Darwin's observation of Galapagos finches and their food sources led him to conclude that evolution shaped the birds' beaks.
In 1835, before he had developed his theory of evolution, Charles Darwin collected specimens of 13 previously unknown species of finches from the isolated Galapagos Islands. The Galapagos finches closely resembled a species of finches living on the mainland of South America, but each of the Galapagos species of finches had a differently shaped beak unique to it. His observations led Darwin to speculate that "from an original paucity of birds in this archipelago , one species has been taken and modified for different ends." This is the essence of Darwin's theory of evolution by natural selection: birds with a particular beak shape survived and reproduced because their beak made them well adapted for using a particular food source. In this way one original species that came to Galapagos from the mainland ultimately evolved into 13 new species.

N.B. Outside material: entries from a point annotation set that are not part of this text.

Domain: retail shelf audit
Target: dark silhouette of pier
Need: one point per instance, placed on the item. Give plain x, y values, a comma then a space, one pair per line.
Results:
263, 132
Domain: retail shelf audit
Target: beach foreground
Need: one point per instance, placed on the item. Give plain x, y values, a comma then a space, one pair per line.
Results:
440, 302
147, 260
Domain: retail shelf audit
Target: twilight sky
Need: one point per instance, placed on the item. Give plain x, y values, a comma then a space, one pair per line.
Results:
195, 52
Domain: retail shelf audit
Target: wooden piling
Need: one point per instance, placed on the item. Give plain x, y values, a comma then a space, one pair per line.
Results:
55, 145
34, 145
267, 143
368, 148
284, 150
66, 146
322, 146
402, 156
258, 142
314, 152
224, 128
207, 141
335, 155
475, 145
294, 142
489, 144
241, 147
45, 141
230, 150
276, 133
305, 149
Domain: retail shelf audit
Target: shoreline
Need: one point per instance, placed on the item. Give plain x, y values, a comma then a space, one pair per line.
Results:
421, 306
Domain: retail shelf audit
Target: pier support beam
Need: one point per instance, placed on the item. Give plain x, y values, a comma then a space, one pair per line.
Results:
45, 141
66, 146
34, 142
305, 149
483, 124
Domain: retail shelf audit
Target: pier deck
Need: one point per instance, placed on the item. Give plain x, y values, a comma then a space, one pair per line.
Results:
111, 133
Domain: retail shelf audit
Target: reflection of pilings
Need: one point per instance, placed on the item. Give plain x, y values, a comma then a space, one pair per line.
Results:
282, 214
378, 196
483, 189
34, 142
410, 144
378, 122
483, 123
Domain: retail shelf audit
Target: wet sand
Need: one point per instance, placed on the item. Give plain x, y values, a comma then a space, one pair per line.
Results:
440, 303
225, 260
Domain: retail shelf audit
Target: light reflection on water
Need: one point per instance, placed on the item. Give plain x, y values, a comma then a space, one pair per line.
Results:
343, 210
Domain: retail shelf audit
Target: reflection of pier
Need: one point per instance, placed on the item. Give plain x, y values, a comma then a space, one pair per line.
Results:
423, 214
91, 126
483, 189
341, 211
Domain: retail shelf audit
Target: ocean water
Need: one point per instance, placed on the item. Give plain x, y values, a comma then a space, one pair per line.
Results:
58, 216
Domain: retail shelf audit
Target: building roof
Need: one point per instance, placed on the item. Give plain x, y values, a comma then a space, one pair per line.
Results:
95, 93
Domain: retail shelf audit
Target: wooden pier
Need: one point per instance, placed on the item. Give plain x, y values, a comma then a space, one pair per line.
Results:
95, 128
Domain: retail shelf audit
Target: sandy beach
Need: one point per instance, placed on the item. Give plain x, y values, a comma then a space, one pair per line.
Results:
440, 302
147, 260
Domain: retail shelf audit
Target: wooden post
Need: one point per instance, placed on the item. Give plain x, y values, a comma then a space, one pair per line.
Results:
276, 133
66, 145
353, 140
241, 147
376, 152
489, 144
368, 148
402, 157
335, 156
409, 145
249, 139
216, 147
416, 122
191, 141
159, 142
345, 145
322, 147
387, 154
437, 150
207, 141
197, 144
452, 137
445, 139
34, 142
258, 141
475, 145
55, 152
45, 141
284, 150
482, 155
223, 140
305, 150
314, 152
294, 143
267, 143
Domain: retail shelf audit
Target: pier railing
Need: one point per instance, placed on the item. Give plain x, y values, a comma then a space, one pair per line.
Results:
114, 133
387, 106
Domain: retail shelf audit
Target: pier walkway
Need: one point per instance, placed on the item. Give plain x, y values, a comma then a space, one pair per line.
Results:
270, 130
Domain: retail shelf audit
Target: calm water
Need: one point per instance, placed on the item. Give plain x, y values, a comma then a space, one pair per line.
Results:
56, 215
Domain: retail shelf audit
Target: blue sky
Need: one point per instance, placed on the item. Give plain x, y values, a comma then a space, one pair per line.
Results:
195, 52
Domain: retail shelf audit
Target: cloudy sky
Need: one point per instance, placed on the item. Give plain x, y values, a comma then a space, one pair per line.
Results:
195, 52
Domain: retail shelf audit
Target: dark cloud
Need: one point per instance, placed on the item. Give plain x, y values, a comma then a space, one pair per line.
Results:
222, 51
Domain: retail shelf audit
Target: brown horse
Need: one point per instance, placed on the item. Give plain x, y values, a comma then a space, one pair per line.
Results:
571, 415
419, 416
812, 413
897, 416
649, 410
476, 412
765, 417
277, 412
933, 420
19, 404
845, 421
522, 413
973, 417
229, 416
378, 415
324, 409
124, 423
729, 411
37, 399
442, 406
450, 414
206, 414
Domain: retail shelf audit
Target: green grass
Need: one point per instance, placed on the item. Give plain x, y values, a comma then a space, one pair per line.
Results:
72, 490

The correspondence between the beaks of the 13 finch species and their food source immediately suggested to Darwin that evolution had shaped them. If his suggestion that the beak of an ancestral finch had been shaped by evolution is correct,then it ought to be possible to see the different species of finches acting out their evolutionary roles, each using their beaks to acquire their particular food specialty. The four species that crush seeds within their beaks, for example, should feed on different seeds, those with stouter beaks specializing in harder-to- crush seeds.
Many biologists visited the Galapagos after Darwin, but it was 100 years before any tried this key test of his hypothesis when the great naturalist David Lack finally set out to do this in 1938. Observing the birds closely for a full five months, his observations seemed to contradict Darwin's proposal. Lack often observed many different species of finch feeding together on the same seeds. We now know that it was Lack's misfortune to study the birds during a wet year, when food was plentiful. The finch's beak is of little importance in such flush times; small seeds are so abundant that birds of all species are able to get enough to eat.
The key to successfully testing Darwin's proposal that the beaks of Galapagos finches are adaptations to different food sources proved to be patience. Starting in 1973, Peter and Rosemary Grant of Princeton University and generations of their students have studied the medium ground finch Geospiza fortis on a tiny island in the center of the Galapagos called Daphne Major. These finches feed preferentially on small, tender seeds produced in abundance by plants in wet years. The birds resort to larger, drier seeds, which are harder to crush, only when small seeds become depleted during long periods of dry weather and plants produce few seeds.
The Grants quantified beak shape among the medium ground finches of Daphne Major by carefully measuring beak depth(width of beak, from top to bottom, at its base) on individual birds. Measuring many birds every year, they were able to assemble a detailed portrait of evolution in action. The Grants found that beak depth changed from one year to the next in a predictable fashion. During droughts, plants produced few seeds and all available small seeds were quickly eaten, leaving large seeds as the remaining source of food. As a result, birds with large beaks survived better, because they were better able to break open these large seeds. Consequently, the average beak depth of birds in the population increased the next year, only to decrease again when wet seasons returned.
]Could these changes in beak dimension reflect the action of natural selection? An alternative possibility might be that the changes in beak depth do not reflect changes in gene frequencies, but rather are simply a response to diet - perhaps during lean times the birds become malnourished and then grow stouter beaks, for example. If this were the case, it would not be genetics but environment alone that influences beak size. To rule out this possibility, the Grants measured the relation of parent bill size to offspring beak size, examining many broods over several years. The depth of the beak was passed down faithfully from one generation to the next, regardless of environmental conditions, suggesting that the differences in beak size indeed reflected genetic differences.